In March, the Rockville Centre Coalition for Youth released the findings of the State Youth Development Survey, which posed questions to more than 1,100 students in grades eight to 12 last year. Though it found that 71 percent of students think using marijuana is wrong, 49 percent of high school seniors said they had used marijuana at least once, and 21 percent of seniors said they had used the drug in the past 30 days.

“If it’s legalized, the youth will further think that it’s safe,” McCormack said.

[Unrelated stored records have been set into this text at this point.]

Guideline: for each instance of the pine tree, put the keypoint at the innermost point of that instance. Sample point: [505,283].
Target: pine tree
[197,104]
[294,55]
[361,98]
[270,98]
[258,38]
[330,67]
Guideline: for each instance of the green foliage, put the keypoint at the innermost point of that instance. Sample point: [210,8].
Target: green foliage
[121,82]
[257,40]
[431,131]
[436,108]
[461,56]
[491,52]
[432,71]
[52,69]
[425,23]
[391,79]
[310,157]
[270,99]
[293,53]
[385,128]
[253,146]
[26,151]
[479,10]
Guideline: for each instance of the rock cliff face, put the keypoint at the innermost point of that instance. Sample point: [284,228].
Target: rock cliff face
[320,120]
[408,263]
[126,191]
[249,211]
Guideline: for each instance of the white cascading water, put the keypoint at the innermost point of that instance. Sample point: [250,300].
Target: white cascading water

It is legal to use marijuana recreationally in nine states: Alaska, California, Colorado, Maine, Massachusetts, Nev-ada, Oregon, Vermont and Washington. Smart Approaches to Marijuana, an organization that offers a science-based approach to marijuana policy, released a study in March that showed that states that have legalized the drug are leading the nation in past-year marijuana use among every age group.

Among those states, Colorado, which limits possession and consumption of marijuana to those 21 and older, currently holds the lead for first-time marijuana use among youth aged 12 to 17, representing a 65 percent increase since legalization.

State Sen. Todd Kaminsky, a Democrat from Long Beach, said in an interview that he believed that passage of recreational marijuana-use legislation was likely, and that his focus was on how to en-sure that any new laws covered all bases when it comes to public safety.

“I understand that a large part of my district is interested in legalization,” Kaminsky said. “I think this is going to happen. I’m trying to get out in front, and what we must demand . . . is safety.”

Of chief concern, Kaminsky said, was to ensure that roads remain safe, and the need for additional funds for law enforcement training and technology to identify whether motorists are driving while high.

Additionally, he said, any legislation would need to prevent marijuana sellers from marketing to adolescents and teenagers. Finally, he added, public consumption of marijuana should be regulated much as alcohol is, with tickets and fines for smoking in public.

Andrea Connolly, chairwoman of the Rockville Centre Youth Council, said that the perception of many teenagers that marijuana does not have lingering effects is dangerous. If marijuana were legalized in New York, she added, such legislation must be presented by the state so that “the kids . . . truly understand why and what is behind it.”

Smoking marijuana is also easier to get away with nowadays, Connolly said, as many users are vaping the drug. The coalition has raised awareness of the harmful effects of electronic cigarettes over the past year, and paid for an anti-vaping billboard next to the John A. Anderson Recreation Center, which was displayed throughout the summer.

Stephen Hill, a former heroin addict, will be speaking at South Side High School on Nov. 27, McCormack said, noting that his first drug of choice as a teenager was marijuana.

Boylan said it doesn’t make sense that the state is devoting resources to fighting the opioid epidemic while also considering legalizing marijuana, which she called a gateway drug. “New York has always been the Empire State because it’s a great state,” she said. “. . . We will no longer be the Empire State with the legalization of pot.”

Peter Belfiore contributed to this story.